Maintenant c’est un moment de crise, un moment difficile, dit-il. On espère que le virus va transformer notre individualisme en une société plus solidaire. C’est une occasion parfaite de faire émerger la solidarité et de prendre conscience de la situation des personnes âgées et voir comment on veut vivre notre vieillesse.

Les Amigos de los mayores souhaitent sensibiliser la jeunesse à la solitude. Une fois que le pays aura traversé cette crise, on veut accompagner les jeunes dans les écoles. On va parler de la solitude pour préparer un avenir sans solitude.

Si cela fonctionne, il y aura moins de personnes âgées qui en souffriront, parce qu’on aura fait un travail comme société de parler, de travailler et de trouver une manière de lutter contre la solitude durant toute la vie.

Chose certaine, la pandémie de 2020 laissera des souvenirs indélébiles à plusieurs générations, qui se rappelleront à quel point elle a frappé parents, grands-parents et amis.

La dame, souriante, s'appuie à une balustrade.

L'experte en vieillissement Mercè Perez Salanova. On la voit ici devant le centre culturel CaixaForum Barcelona, le 9 mars 2020.

Photo : Radio-Canada / Benoît Chapdelaine

Vivre la solitude sans la subir

Mercè Perez Salanova, experte en vieillissement de l’Université autonome de Barcelone et auteure de nombreuses publications sur la solitude, partage quelques réflexions :

La différence

C’est très important de souligner la différence entre vivre seul et subir la solitude. Vivre seules, pour beaucoup de personnes âgées, c’est une bonne manière de vivre sa vie.

La première fois

Pour les générations actuelles de femmes octogénaires et nonagénaires, c’est peut-être la première fois qu’elles vivent seules. C’est un point très significatif. Ce sera différent pour les autres générations comme les baby-boomers; ils auront eu beaucoup plus d’expériences de solitude.

Une amie heureuse d’être seule

Elle a 88 ans, elle habite seule, elle sort, elle voit des gens, mais elle n’a pas le vécu de la solitude. Elle est heureuse, à l'aise avec sa solitude. Elle a une grande famille, mais elle dit avoir besoin d’être seule avec elle-même, avec du temps et de l’espace comme ça.

Les pertes

La solitude est reliée aux pertes, soit des pertes de relations, soit des pertes de situations. C’est pour ça que souvent pour les hommes, il y a des pertes très importantes de réseau social après la retraite. Pour les femmes, il y a des réseaux sociaux plus variés, plus élargis.

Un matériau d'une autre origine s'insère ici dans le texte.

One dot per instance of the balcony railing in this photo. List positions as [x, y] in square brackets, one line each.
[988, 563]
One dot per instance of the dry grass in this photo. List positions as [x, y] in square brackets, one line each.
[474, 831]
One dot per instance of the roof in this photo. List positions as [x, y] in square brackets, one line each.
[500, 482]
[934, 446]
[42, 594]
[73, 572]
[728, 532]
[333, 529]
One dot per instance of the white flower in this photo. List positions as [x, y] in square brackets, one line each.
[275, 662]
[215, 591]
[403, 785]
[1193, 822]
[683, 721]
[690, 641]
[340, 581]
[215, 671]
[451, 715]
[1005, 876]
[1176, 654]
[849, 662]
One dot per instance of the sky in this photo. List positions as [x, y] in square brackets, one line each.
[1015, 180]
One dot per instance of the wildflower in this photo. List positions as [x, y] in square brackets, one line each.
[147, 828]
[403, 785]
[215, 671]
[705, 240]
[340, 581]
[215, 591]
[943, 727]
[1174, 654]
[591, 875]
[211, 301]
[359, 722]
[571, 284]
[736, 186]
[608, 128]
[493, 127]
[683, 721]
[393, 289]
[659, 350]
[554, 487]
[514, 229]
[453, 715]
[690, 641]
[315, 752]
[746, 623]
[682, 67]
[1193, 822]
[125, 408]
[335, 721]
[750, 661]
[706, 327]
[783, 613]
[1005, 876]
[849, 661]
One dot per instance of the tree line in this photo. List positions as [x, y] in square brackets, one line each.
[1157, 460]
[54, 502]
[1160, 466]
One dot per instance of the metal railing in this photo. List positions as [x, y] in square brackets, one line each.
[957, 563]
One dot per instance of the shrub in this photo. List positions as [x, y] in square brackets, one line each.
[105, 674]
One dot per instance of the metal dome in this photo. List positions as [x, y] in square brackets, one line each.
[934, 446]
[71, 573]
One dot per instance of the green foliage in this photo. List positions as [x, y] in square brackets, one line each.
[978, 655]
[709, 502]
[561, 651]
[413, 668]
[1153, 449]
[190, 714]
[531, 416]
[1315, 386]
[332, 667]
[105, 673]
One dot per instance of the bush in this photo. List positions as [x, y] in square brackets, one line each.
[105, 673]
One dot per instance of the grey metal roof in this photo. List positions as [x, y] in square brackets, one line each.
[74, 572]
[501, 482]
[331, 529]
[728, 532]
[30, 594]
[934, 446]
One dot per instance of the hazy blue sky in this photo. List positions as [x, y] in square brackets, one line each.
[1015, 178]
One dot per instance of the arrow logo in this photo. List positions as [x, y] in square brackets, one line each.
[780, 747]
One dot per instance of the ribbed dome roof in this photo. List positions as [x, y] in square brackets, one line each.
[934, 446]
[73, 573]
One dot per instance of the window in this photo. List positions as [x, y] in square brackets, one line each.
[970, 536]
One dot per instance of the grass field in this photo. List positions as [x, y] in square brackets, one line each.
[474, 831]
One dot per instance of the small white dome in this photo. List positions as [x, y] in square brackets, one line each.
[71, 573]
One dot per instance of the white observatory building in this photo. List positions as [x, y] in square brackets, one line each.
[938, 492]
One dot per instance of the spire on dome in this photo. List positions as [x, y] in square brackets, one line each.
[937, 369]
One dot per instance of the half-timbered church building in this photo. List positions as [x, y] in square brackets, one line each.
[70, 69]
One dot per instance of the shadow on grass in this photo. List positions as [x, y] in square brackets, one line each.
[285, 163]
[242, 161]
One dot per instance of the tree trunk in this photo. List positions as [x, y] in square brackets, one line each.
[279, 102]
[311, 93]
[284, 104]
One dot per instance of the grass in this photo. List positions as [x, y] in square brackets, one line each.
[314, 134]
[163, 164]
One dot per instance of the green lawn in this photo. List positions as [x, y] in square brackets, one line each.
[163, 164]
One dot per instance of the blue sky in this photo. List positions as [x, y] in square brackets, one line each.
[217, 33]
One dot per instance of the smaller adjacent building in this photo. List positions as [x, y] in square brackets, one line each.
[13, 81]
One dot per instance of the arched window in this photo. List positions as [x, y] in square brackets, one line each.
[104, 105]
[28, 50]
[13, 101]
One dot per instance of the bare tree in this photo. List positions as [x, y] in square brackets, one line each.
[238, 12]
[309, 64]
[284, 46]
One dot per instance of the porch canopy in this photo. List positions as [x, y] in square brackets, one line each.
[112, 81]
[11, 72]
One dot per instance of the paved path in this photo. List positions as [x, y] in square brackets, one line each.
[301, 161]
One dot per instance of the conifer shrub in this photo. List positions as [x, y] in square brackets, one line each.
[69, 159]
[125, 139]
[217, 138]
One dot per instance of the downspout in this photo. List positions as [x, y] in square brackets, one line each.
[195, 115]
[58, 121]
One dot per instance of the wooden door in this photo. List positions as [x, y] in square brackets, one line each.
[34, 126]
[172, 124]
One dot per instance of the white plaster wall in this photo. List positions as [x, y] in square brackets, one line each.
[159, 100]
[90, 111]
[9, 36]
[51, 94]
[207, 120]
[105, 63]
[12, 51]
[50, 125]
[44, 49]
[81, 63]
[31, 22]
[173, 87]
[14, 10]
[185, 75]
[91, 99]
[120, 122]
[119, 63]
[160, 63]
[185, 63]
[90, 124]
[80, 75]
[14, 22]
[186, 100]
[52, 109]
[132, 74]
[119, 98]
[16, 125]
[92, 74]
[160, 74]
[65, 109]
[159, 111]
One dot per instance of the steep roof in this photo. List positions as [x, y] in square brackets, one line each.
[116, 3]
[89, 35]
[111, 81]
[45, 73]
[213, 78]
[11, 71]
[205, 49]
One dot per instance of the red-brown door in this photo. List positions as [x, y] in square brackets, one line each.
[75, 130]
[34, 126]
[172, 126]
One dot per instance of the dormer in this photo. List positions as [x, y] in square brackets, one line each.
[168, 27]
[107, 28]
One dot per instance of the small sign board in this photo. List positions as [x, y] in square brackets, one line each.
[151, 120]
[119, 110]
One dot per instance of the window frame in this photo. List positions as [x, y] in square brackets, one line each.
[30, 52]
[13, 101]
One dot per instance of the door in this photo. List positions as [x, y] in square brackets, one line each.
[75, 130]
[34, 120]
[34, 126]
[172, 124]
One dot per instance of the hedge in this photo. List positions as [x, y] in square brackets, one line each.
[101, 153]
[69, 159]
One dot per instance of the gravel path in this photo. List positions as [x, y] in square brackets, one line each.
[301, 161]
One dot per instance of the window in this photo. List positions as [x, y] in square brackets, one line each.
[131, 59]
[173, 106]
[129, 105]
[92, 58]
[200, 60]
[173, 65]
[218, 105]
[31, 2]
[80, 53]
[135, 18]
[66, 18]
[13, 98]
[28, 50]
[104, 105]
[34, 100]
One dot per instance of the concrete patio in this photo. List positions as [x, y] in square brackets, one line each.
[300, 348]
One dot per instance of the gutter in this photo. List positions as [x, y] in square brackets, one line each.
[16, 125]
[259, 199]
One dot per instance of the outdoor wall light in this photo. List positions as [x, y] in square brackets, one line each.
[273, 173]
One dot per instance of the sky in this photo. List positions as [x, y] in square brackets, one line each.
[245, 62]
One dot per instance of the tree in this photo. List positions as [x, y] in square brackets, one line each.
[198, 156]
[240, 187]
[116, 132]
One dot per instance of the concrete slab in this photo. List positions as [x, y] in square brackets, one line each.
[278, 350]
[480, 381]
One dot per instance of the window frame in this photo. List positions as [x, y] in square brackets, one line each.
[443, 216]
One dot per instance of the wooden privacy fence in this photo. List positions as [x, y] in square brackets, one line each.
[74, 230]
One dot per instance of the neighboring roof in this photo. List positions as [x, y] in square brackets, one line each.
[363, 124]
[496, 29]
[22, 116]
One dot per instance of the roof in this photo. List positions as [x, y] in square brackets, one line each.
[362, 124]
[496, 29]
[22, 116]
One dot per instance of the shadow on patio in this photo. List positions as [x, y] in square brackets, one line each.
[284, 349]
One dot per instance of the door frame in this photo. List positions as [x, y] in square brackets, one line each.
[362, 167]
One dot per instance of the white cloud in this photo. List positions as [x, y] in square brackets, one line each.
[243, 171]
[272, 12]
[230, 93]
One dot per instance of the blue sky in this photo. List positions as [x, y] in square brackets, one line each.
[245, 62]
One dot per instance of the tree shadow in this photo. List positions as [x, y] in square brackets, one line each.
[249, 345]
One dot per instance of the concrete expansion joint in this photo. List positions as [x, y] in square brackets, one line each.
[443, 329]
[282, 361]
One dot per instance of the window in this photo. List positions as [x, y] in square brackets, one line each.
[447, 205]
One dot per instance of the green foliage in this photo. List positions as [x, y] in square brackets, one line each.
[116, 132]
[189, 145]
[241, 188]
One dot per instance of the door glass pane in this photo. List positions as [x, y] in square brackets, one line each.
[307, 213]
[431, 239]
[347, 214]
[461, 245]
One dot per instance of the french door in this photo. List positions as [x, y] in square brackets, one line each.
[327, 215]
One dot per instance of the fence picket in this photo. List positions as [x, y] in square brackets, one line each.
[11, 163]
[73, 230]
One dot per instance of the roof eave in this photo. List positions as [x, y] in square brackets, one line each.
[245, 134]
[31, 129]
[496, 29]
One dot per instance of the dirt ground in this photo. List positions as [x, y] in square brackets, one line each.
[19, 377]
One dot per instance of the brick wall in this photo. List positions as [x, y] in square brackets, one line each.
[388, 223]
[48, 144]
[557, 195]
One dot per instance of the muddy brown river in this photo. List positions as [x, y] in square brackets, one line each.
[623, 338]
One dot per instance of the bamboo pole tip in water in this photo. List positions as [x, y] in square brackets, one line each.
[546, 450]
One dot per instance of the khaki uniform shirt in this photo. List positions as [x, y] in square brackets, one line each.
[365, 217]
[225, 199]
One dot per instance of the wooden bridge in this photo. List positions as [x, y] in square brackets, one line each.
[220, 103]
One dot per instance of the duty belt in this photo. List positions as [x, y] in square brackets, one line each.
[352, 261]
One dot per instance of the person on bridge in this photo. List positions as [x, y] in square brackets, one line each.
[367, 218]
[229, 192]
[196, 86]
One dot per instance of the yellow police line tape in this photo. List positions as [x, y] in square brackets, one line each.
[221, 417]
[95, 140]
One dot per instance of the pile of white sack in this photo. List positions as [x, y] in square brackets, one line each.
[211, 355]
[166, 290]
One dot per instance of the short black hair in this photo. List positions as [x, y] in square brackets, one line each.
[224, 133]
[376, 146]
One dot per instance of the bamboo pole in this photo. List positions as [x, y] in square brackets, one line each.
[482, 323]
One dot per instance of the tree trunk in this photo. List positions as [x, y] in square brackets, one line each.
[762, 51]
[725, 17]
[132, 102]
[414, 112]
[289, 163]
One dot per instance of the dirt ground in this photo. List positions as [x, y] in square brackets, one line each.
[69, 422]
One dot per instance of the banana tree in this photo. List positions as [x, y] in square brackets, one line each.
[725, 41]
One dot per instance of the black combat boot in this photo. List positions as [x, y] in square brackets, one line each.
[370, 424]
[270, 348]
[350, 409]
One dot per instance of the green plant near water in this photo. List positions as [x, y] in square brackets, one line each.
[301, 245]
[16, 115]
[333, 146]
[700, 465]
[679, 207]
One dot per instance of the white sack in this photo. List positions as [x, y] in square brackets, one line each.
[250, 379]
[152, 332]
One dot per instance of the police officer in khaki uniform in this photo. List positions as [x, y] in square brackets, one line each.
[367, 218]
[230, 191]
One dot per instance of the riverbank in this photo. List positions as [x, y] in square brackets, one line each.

Donc, pour elles, les pertes seront beaucoup plus avancées dans la vie et pas au moment de la retraite spécifiquement.

La technologie

La technologie sera un moyen, pas une fin, parce qu’ici à Barcelone, mais également à Montréal, Québec et Sherbrooke, nous pouvons avoir beaucoup de contacts avec notre téléphone, notre tablette, mais n’en avoir aucun avec qui partager les bons moments, et surtout les moments difficiles.

Le côté positif

Le côté positif de la solitude, c’est permettre d’être plus connecté avec soi-même. Parce que la solitude, c’est le silence, le silence personnel. Tu peux écouter David Bowie ou Beethoven, mais la solitude te permet d’être en contact avec toi-même. C’est très important pour vivre la vie, pas pour gérer la vie, pour vivre la vie.